Researchers in the Studies in Applied Economics paper noted that some of the studies they analyzed found that shelter-in-place orders lowered COVID deaths, but argued that the data series in those studies didn't cover a full COVID "wave." Some studies analyzed argued the opposite, which the researchers suspected "could be the result of an (asymptomatic) infected person being isolated at home under a SIPO [shelter-in-place order] can infect family members with a higher viral load causing more severe illness."

RELATED: Hype or hope? Viral studies suggest cannabis could help treat COVID-19

"They have contributed to reducing economic activity, raising unemployment, reducing schooling, causing political unrest, contributing to domestic violence, and undermining liberal democracy," the researchers argued. "These costs to society must be compared to the benefits of lockdowns, which our meta-analysis has shown are marginal at best."

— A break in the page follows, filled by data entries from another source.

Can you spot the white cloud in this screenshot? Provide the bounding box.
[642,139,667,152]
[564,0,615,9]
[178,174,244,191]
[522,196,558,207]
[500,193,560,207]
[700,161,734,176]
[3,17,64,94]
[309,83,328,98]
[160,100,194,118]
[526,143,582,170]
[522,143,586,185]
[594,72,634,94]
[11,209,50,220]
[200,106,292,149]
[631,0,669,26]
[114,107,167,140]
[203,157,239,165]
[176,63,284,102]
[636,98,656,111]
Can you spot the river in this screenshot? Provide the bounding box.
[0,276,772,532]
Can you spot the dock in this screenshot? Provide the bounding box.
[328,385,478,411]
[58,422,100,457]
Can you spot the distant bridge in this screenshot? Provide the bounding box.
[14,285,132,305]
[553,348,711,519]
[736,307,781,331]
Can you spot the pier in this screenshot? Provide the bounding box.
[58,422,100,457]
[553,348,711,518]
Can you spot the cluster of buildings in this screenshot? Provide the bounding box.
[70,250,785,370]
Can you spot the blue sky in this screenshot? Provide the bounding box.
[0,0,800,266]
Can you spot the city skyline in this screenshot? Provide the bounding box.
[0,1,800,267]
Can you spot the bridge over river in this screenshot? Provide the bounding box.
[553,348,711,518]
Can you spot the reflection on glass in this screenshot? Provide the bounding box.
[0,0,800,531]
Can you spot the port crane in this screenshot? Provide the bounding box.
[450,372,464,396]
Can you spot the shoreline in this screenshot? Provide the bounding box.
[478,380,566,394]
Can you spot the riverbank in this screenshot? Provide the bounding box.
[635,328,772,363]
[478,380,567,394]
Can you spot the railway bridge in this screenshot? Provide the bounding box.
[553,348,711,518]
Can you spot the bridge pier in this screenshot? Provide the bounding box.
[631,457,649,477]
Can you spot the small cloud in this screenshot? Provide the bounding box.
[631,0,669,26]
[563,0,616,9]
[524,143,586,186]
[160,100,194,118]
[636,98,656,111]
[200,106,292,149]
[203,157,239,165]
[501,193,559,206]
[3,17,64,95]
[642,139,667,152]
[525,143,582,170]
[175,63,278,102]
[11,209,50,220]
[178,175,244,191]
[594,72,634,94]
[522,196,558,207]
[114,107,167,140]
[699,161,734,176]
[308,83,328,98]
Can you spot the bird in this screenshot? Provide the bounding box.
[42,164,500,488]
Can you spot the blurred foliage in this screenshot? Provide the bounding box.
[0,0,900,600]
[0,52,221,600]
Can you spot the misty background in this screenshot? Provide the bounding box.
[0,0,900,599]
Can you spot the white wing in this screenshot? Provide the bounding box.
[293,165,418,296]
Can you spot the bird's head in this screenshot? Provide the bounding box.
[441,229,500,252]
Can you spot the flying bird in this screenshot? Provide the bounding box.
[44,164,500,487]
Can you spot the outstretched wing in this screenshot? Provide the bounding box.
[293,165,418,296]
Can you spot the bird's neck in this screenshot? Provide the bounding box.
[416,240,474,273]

It's important to note in context that while a meta-analysis can certainly have value in science, it is not considered a primary source. Additional recent studies have argued that lockdowns did indeed save lives. For example, a retrospective study published in PLOS One by University of Michigan researchers this month, which was peer-reviewed, found that lockdowns implemented during the first six months of the pandemic saved far more lives (between 866,350 to 1,711,150) than the number of lives potentially lost (57,922 to 245,055). When looking at the quality-adjusted life expectancy added by lockdown, however, researchers concluded that the results were more "ambiguous" and added that their research should not be used to implement more lockdowns. 

"We evaluated the full packet of public health measures as it was implemented in the beginning of the pandemic, but lesser mitigation measures may have worked just as well to reduce lives lost," Olga Yakusheva, an associate professor at Michigan's School of Nursing, said in a press statement. "The fact is, we just will never know. At the time, we had to work with the information that we had. We knew the pandemic was deadly, and we did not have therapeutics or a vaccine."